MLflow
An open-source platform for managing the end-to-end machine learning lifecycle, including experiment tracking, model packaging, a model registry, and deployment.
MLflow is an open-source platform that manages the complete lifecycle of machine learning workflows, from experimentation to deployment and monitoring. It was originally developed at Databricks and released in 2018, and is now governed as a Linux Foundation AI & Data project. MLflow is framework-agnostic: it integrates with PyTorch, TensorFlow, scikit-learn, XGBoost, Hugging Face Transformers, LangChain, and most other widely used libraries. Its design goal is to provide a small set of orthogonal tools that data scientists and platform teams can adopt independently without committing to a single vendor stack.
Core components
MLflow is organised around four loosely coupled components that can be used together or in isolation.
MLflow Tracking records parameters, metrics, code versions, and arbitrary files produced by training runs. Tracking data is stored in a backend (SQLite, PostgreSQL, MySQL, or a managed equivalent) and an artefact store (local filesystem, S3, GCS, Azure Blob, or HDFS). A web UI allows users to compare runs, plot metrics, and reproduce experiments.
MLflow Projects define reproducible, environment-pinned packaging of ML code using a simple YAML descriptor.

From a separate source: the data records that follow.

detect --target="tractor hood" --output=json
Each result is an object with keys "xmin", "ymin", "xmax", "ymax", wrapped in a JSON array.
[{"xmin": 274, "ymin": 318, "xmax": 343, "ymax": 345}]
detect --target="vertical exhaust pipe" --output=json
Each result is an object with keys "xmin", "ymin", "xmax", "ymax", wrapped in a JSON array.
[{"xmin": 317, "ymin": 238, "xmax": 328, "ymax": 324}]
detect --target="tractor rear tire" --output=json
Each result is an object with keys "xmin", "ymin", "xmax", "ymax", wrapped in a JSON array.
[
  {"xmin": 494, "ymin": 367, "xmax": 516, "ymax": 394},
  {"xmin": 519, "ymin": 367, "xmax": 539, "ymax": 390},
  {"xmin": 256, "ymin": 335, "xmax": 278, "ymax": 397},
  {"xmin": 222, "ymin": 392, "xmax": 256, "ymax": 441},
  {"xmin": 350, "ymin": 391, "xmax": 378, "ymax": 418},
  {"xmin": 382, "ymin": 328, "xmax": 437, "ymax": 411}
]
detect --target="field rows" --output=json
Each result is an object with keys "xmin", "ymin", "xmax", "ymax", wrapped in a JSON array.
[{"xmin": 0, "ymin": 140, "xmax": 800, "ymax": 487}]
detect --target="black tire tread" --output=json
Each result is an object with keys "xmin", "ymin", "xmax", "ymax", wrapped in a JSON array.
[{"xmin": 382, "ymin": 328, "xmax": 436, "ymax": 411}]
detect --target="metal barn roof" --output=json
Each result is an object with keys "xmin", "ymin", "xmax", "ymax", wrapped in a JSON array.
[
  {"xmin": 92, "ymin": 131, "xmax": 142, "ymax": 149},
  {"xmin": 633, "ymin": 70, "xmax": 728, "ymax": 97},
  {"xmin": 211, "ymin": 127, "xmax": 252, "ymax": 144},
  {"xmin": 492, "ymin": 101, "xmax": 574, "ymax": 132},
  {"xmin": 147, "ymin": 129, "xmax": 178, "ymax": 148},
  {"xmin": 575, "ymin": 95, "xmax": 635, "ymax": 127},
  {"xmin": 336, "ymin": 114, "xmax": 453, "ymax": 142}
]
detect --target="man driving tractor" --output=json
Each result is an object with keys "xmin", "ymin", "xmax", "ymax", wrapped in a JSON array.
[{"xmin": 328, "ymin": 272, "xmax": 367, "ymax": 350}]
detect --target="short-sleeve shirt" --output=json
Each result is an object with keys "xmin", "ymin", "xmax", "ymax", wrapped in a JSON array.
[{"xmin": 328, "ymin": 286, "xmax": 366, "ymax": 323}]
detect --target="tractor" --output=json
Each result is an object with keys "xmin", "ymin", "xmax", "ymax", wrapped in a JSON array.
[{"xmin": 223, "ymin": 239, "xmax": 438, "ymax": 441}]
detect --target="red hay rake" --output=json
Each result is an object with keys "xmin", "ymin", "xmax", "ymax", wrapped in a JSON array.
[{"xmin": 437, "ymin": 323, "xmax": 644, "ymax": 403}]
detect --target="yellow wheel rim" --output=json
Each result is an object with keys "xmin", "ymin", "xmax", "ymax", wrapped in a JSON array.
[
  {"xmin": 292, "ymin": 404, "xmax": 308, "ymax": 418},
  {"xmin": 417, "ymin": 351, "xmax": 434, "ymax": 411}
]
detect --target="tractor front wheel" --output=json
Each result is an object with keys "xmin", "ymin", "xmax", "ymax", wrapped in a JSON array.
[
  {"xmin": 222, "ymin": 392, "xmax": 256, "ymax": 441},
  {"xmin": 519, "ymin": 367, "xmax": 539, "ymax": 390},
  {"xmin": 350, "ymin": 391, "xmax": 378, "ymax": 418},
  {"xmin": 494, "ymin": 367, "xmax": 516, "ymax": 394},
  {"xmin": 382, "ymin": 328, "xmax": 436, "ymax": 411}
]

Projects can be executed locally, on Kubernetes, or on Databricks with a single command, and dependencies are reconstructed through conda, virtualenv, or Docker.
MLflow Models is a standard format for saving models with their dependencies and serving signatures. A model saved with MLflow can be loaded by any framework that understands its flavour and deployed to Docker, Kubernetes, Azure ML, Amazon SageMaker, or a local REST server.
MLflow Model Registry provides versioning, stage transitions (Staging, Production, Archived), approval workflows, and webhook events for registered models. The registry is the source of truth that platform teams typically integrate with their CI/CD pipelines.
Generative AI features
MLflow 3, released in 2025, expanded the platform substantially to cover generative AI workloads. New capabilities include trace capture for LLM applications built on OpenTelemetry, prompt versioning with full lineage, automated evaluation harnesses for chatbots and retrieval-augmented generation systems, and integration with agent frameworks such as LangChain, LlamaIndex, and the OpenAI Agents SDK. MLflow now treats prompts, datasets, and evaluation runs as first-class registered artefacts, mirroring the discipline previously applied only to trained models.
Comparison with alternatives
| Tool | Hosted option | Open source | Strengths | |---|---|---|---| | MLflow | Databricks, self-host | Yes (Apache 2.0) | Broad framework support, registry, LLM tracing | | Weights & Biases | Hosted, on-prem | Partial | Polished UI, strong collaboration features | | Neptune.ai | Hosted, on-prem | Client only | Granular metadata, large-scale experiment search | | Comet ML | Hosted, on-prem | Client only | Production monitoring, model debugging |
MLflow is generally chosen when teams require an entirely self-hosted solution or want to avoid per-user licensing. The trade-off is a less opinionated UI and somewhat more setup work compared to fully managed services.
Deployment patterns
Most Malaysian and regional teams adopt MLflow in one of three patterns: as a managed service inside Databricks, as a self-hosted tracking server on a Kubernetes cluster behind a corporate VPN, or as a lightweight per-team installation backed by Postgres and S3-compatible object storage such as MinIO. Larger organisations often pair MLflow with Airflow, Prefect, or Argo Workflows for orchestration, and with Seldon, BentoML, or KServe for serving.
References
- Zaharia, M. et al. (2018). Accelerating the Machine Learning Lifecycle with MLflow. IEEE Data Engineering Bulletin.
- MLflow Project. (2025). MLflow 3 Documentation. mlflow.org.
- Linux Foundation. (2024). MLflow Joins LF AI & Data. lfaidata.foundation.
- Sparity. (2025). MLflow in 2025: The New Backbone of Enterprise MLOps. sparity.com.